In entrambi i casi, comunque, non si negano quelle realtà chiamate «paradiso, inferno, purgatorio», e neppure noi lo faremo. Non c’è dubbio, esistono. Sul che cosa poi esattamente siano: un luogo fisico, una possibilità, uno stato esistenziale; dove siano situati: sotto o sopra; che cosa succeda in quei posti: piaceri o tormenti; be’, tutto questo è ancora frutto di discussioni, talvolta anche contraddittorie tra di loro. Qualche idea ci viene dalla Bibbia, qualcos’altro dagli arzigogoli di teologi sfaccendati o, come ci ricorda il caro lettore, da visioni di santi. Ci ha messo del suo poeticamente anche Dante con la Divina Commedia, e artisticamente tanti affrescatori di Giudizi universali nelle chiese.
Ma su quanti di noi siano dall’una o dall’altra parte, su questo non c’è nessun dubbio: nessuno lo sa. E nemmeno sarebbe possibile saperlo, non essendo l’imperscrutabile giustizia e misericordia di Dio un automatismo, per cui inferno e paradiso siano semplicemente pena o premio sul tariffario divino, ma espressione di un Dio che è Amore. Tant’è che la Chiesa manda pure ufficialmente qualcuno direttamente in paradiso, con la canonizzazione. Ma di nessuno ha mai osato dire che sia altrettanto sicuramente all’inferno.
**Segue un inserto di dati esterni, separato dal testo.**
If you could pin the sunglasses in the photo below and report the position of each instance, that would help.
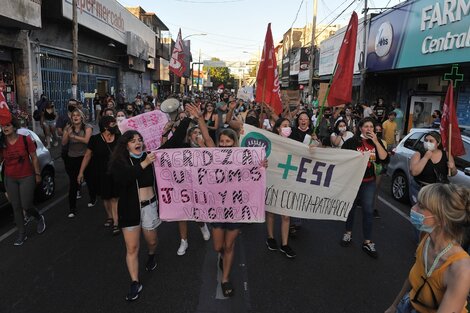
(435, 304)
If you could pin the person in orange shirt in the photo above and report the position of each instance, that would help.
(439, 281)
(390, 130)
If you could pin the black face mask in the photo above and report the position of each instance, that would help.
(113, 130)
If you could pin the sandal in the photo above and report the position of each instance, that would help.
(108, 222)
(116, 230)
(227, 289)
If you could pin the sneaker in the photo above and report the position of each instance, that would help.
(205, 232)
(376, 214)
(41, 227)
(20, 240)
(347, 239)
(288, 251)
(272, 244)
(369, 248)
(151, 263)
(134, 291)
(183, 247)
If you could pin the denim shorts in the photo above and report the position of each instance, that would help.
(227, 226)
(149, 219)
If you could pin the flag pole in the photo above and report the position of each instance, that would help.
(449, 137)
(322, 107)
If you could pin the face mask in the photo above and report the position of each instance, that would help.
(286, 131)
(429, 146)
(417, 219)
(113, 130)
(136, 156)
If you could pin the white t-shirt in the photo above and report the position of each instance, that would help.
(346, 136)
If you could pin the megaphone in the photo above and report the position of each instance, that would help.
(170, 106)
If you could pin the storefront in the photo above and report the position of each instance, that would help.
(410, 49)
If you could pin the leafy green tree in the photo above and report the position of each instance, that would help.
(219, 75)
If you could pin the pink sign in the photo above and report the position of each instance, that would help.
(150, 125)
(211, 184)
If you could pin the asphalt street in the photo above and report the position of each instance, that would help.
(77, 266)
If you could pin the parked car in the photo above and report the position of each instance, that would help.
(45, 190)
(399, 166)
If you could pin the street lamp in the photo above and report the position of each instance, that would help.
(199, 63)
(201, 34)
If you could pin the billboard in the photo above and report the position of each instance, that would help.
(420, 33)
(329, 50)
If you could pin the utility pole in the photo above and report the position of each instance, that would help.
(312, 53)
(363, 61)
(199, 70)
(74, 49)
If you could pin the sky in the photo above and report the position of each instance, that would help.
(236, 28)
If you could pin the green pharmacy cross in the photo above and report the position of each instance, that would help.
(454, 75)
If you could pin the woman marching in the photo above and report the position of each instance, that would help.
(365, 140)
(439, 280)
(76, 136)
(99, 151)
(22, 173)
(282, 128)
(133, 172)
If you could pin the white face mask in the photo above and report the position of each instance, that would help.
(429, 146)
(286, 131)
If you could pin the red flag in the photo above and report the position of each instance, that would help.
(341, 86)
(449, 122)
(267, 80)
(177, 65)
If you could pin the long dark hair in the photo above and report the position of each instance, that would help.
(120, 153)
(361, 123)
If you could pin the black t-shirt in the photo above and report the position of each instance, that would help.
(434, 173)
(101, 151)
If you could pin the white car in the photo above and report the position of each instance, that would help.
(399, 166)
Eppure, lo ribadiamo, di esso ne abbiamo bisogno, e perciò da qualche parte deve pur esserci. In quanto possibilità concreta: che cioè possiamo effettivamente scegliere in alternativa al bene, garantisce la nostra libertà di fronte a Dio. Infatti l’inferno uno se lo sceglie da sé, sottraendosi deliberatamente all’Amore (Gv 3,16-18).
Come gli «inferni quotidiani» che scateniamo accanto a noi o in giro per il mondo. Anche questi colpa del nostro egoismo, di cui chiedere perdono a Dio e ai fratelli!